ICFHR2016 Competition on the Classification of Medieval Handwritings in Latin Script

As part of ICFHR 2016 (http://www.nlpr.ia.ac.cn/icfhr2016/competitions.htm), the ICFHR2016 Competition on the Classification of Medieval Handwritings in Latin Script is a competition on Script Classification.
The original announcement appeared at the following URL: https://oriflamms.hypotheses.org/1388.

Task and context

1 Tasks under evaluation

10-Semihybrida (c) IRHT-CIPL
10-Semihybrida (c) IRHT-CIPL

The task to be evaluated in the present competition is the classification of 1000 images of Latin Scripts, from handwritten books dated 500 C.E. to 1600 C.E.

The organizers provided a training data-set consisting in 2000 images of well defined script types. The results are evaluated on images which are not included in the training data-set: a set of 1000 images for task 1 or/and on a set of 2000 images of mixed script type images for task 2.

The complete data-set is thereafter named CLaMM : classification of Latin Medieval Manuscripts

There are 12 pre-defined classes in CLaMM according to the script style.

We propose two possible tasks: task 1 named “Crisp Classification” and task 2 named “Fuzzy Classification”.

Both tasks are independent, and participants have to announce if they want to perform task 1, task 2, or tasks 1 and 2.

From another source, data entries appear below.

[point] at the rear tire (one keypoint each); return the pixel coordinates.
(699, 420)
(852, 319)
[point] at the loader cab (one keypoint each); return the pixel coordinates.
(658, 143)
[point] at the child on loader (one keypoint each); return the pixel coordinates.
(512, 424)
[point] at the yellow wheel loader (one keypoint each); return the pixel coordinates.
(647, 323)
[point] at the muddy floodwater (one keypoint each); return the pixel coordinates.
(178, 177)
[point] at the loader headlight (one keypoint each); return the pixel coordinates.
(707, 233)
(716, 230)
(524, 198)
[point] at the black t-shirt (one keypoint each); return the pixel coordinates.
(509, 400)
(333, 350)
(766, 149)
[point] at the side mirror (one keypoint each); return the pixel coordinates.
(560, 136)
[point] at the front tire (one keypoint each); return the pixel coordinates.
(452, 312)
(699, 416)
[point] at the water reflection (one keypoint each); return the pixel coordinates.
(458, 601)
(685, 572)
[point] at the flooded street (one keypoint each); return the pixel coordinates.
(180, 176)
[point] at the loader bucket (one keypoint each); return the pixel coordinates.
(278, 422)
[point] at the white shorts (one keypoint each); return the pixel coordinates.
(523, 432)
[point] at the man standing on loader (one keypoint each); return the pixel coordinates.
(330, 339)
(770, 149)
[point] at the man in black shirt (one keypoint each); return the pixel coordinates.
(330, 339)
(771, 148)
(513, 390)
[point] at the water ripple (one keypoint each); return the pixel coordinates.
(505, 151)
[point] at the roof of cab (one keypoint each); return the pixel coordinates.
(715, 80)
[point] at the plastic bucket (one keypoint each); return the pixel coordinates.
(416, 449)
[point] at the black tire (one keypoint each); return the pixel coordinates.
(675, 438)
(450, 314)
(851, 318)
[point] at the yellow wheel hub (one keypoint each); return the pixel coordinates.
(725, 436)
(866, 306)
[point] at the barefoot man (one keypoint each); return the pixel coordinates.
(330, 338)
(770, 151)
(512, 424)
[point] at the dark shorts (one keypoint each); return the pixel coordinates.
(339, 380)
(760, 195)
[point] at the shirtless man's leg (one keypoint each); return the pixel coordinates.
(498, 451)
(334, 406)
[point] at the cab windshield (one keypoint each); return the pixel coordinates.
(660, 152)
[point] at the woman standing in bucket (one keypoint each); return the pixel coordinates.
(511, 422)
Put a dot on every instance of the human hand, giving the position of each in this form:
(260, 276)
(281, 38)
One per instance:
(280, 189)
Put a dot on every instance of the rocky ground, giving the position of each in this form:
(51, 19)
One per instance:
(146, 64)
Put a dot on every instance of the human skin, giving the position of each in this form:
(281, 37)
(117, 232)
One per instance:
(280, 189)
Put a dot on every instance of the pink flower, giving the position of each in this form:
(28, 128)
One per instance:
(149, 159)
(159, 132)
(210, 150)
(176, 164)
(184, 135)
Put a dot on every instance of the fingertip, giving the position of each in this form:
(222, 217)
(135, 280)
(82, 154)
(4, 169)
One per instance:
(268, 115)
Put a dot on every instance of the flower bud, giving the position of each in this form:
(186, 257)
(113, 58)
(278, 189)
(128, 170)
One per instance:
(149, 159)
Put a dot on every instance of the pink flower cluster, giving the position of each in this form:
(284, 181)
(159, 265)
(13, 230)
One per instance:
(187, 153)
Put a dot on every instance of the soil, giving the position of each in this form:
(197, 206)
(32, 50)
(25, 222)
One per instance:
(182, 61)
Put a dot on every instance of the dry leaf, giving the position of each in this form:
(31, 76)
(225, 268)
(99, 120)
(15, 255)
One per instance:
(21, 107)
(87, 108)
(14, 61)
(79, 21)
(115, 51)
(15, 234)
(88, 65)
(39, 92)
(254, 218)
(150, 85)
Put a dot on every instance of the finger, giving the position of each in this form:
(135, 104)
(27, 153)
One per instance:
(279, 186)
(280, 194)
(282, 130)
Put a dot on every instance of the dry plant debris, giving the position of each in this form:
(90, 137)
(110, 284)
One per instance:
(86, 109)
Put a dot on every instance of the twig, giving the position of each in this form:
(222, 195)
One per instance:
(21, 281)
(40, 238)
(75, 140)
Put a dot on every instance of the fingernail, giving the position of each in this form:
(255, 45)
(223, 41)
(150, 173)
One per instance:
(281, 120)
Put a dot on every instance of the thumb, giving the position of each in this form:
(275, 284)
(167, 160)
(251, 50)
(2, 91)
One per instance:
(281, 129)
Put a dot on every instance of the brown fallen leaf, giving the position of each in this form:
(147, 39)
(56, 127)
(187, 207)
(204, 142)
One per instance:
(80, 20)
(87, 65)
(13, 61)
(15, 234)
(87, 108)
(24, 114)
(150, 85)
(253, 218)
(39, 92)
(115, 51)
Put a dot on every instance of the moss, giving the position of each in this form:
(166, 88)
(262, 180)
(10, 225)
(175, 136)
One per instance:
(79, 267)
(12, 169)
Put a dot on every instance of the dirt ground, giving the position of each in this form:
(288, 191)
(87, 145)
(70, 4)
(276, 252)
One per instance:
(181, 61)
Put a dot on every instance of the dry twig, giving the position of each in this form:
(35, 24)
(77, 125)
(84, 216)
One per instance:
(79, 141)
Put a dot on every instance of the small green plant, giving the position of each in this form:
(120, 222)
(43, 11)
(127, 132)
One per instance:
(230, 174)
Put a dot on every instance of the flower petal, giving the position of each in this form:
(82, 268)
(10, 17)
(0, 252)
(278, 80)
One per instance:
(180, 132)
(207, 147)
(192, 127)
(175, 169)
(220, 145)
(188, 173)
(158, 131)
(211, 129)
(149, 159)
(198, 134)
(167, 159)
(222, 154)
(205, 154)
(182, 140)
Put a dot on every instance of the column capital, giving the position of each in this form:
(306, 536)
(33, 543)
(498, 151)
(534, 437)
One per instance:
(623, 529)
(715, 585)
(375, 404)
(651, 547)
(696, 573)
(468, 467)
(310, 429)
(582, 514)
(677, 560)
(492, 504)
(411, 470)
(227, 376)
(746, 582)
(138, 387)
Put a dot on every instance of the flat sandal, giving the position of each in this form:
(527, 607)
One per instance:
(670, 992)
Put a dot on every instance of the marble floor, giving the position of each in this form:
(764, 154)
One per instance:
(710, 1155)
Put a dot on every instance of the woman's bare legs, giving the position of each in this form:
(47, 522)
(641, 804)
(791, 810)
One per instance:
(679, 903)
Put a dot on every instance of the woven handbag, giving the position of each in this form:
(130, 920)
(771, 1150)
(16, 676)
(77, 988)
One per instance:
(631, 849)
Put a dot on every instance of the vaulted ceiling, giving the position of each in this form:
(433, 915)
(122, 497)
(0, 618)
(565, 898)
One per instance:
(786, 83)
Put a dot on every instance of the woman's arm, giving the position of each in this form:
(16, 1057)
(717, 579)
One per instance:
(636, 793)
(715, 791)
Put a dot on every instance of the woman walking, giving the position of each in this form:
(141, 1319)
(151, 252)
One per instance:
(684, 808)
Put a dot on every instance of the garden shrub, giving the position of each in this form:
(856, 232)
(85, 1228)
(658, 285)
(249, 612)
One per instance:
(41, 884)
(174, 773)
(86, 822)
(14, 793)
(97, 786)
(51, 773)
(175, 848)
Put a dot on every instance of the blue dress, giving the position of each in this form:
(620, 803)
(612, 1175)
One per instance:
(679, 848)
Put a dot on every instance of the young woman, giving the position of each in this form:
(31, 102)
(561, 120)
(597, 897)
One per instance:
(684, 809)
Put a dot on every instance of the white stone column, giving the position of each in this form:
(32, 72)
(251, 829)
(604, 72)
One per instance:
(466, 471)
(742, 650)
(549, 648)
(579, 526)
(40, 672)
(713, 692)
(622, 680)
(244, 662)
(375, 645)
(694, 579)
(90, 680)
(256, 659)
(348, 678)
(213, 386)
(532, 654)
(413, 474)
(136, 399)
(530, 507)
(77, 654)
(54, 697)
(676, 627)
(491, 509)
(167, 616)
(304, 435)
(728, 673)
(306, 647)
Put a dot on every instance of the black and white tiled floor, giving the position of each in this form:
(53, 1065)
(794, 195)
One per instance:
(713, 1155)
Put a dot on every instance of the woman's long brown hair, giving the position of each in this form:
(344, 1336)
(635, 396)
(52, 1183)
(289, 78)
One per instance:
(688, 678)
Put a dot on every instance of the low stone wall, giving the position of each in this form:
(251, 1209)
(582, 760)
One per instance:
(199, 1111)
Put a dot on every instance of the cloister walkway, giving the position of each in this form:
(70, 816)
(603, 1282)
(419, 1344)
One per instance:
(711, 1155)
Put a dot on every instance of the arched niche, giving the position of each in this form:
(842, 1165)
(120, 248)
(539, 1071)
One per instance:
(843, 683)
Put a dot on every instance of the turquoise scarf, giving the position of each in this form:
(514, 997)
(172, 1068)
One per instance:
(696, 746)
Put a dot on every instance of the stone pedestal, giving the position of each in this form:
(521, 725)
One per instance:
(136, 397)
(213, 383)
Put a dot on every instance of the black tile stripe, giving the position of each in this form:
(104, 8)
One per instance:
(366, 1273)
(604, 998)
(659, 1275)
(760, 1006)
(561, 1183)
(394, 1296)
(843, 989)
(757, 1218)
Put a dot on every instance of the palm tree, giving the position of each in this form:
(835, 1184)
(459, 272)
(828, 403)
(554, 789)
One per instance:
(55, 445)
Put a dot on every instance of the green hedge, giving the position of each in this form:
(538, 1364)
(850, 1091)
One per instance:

  • Task 1 is divided in two steps:
    • The participants will have to provide a “distance matrix” between pairs of images
    • The participants will have to associate a single label to each image
  • Task 2 is also divided in two steps
    • The participants will have to provide a “distance matrix” between pairs of image
    • The participants will have to associate a multi-weighted labeling to each image

Participants are expected to provide the executable files, capable of producing the results of steps 1 and 2 of the respective tasks according to the format that is described in section 2.
In this competition, in task 1 the training data-set and the test data-set encompass well defined script types, in order to make the evaluation possible. In task 2, the test data-set also encompasses mixed script types, which illustrates evolution of Latin scripts.

Related topics and previous work

The present competition on the Classification of Medieval Handwritings in Latin Script is related but differs from:

  • Segmentation and text detection on an image;
  • Binarization;
  • Image Feature Extraction;
  • Sorting out different scripts (Latin / Arabic / Greek / Hebrew, etc.);
  • Performing scribal identification within a homogenous corpus or within a particular manuscript.

The latter topic is the closest and has been dealt with by numerous competitions and publications [2]–[4].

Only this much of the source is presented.